第3節 各分野の研究開発の推進方策

9.人文・社会科学の振興方策

 人文・社会科学は,人々の思索や行動,あるいは社会的な諸現象の分析・考察を通して,人間の精神生活の基盤を築き,日々の営みに希望や行動の手がかりを与えるとともに,社会的合意形成や社会的諸問題の解決に寄与する重要な役割を担っています。
 グローバル化・情報化が進む中で,特に民族,宗教,精神生活,社会規範や制度をめぐる問題など,現代社会において人類が直面している著しく複雑性を帯びた様々な問題の解明と対処のためには,1人文・社会科学の各分野の研究者が協働して,また,2人文・社会科学と自然科学間において,学際的・学融合的に取り組む研究を進め,その成果を社会への提言として発信する必要があり,その際には,人文・社会科学の側からの積極的イニシアティブも求められています(「人文・社会科学の振興について―21世紀に期待される役割に応えるための当面の振興方策―(報告)」(平成14年6月11日科学技術・学術審議会学術分科会))。
 このような考え方に立って,基礎的な分野も含めた人文・社会科学の各分野に携わる人々が協働して取り組む新しい研究の枠組みとして,平成15年度より,人文・社会科学の振興のための「課題設定型のプロジェクト研究」が日本学術振興会を通じて実施され,新たな学問分野・領域の開拓を通じて,我が国の人文・社会科学の活性化に貢献することが期待されています。
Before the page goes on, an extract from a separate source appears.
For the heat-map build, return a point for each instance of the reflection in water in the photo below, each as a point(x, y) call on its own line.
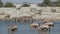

 また,諸学が協働する総合的研究の中でも人文・社会科学の積極的なイニシアティブが求められる領域である,「地域」を対象とする研究について,社会的・政策的なニーズに直接こたえるタイプの研究を特に推進していくための新しい仕組みとして,平成18年度より,「世界を対象としたニーズ対応型地域研究推進事業」が実施されています(参照:第2部第5章Topics)。